[dns-operations] Implementation of negative trust anchors?

Paul Vixie paul at redbarn.org
Fri Aug 23 17:03:25 UTC 2013



Ralf Weber wrote:
> There is huge difference between DNS outages caused by connectivity and DNSSEC caused outages. Without DNSSEC screwing up your domain so badly that it is unreachable is very very hard. With DNSSEC you make one small error and your domain goes dark for those who validate. Given that the cost of this is not on the domain owner, but instead on the service providers that validate. I think it is absolutely needed to give them a tool to minimize these costs (NTA).

as i've already said, NTA as a local policy is by definition OK with
everybody. that's why we call it a "local" policy.

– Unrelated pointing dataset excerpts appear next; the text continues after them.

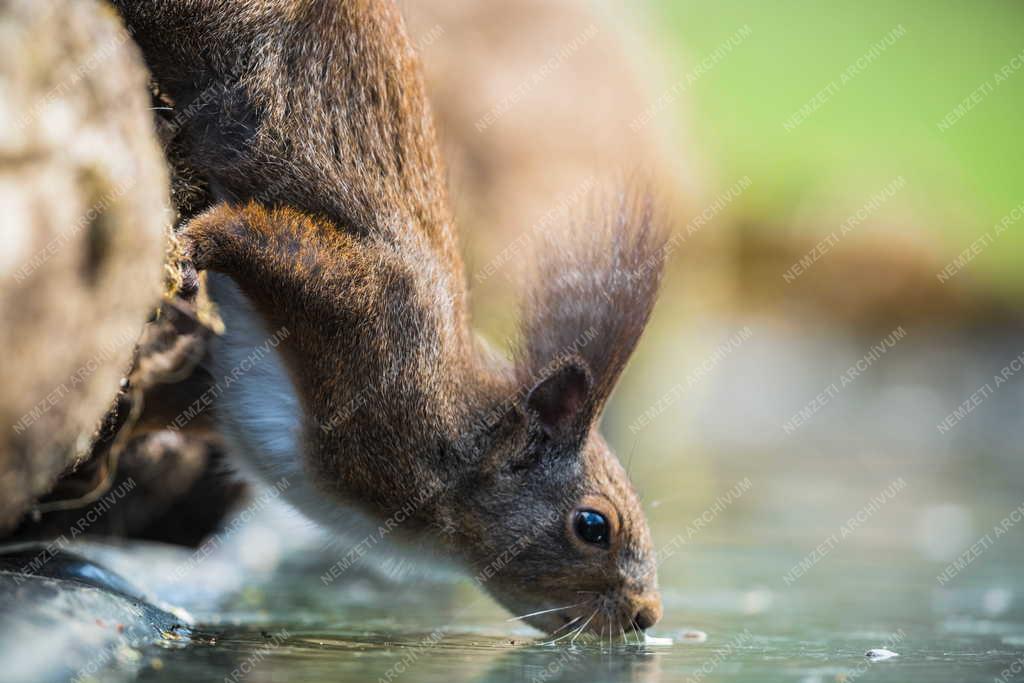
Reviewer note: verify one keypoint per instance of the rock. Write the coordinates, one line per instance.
(69, 619)
(83, 191)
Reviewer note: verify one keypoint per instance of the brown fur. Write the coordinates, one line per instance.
(332, 217)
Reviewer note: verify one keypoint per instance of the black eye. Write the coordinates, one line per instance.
(592, 527)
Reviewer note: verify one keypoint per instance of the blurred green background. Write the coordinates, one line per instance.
(883, 123)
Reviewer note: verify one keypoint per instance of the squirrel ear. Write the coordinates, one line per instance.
(560, 398)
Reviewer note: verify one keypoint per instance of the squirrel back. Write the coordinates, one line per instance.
(306, 124)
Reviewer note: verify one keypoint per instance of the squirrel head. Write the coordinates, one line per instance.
(550, 523)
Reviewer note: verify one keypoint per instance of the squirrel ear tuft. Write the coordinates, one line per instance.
(559, 399)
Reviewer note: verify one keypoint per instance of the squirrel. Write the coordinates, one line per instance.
(325, 227)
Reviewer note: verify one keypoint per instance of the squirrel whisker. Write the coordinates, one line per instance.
(545, 611)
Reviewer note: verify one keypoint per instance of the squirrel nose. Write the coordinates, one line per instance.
(648, 612)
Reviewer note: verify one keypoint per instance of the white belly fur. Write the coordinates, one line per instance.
(259, 416)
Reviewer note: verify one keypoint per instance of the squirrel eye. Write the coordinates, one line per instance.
(592, 526)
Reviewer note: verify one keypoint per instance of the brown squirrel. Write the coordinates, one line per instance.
(304, 126)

but it's steeped in irony. the only reason NTA can be seen as a
responsible practice in the eyes of those who practice it is, the domain
owner who screwed up their signatures, will still get plenty of phone
calls, because NTA by definition won't have a wide spread impact.

i think the fact that nominum put NTA support into CNS for comcast shows
good business sense. as a nominum shareholder i applaud. any other DNS
supplier who wants to compete with nominum for comcast's business will
have this hill to climb first. kewl.

on the other hand i would not be glad to see NTA as an IETF RFC, FYI,
BCP, or other standards-like artifact.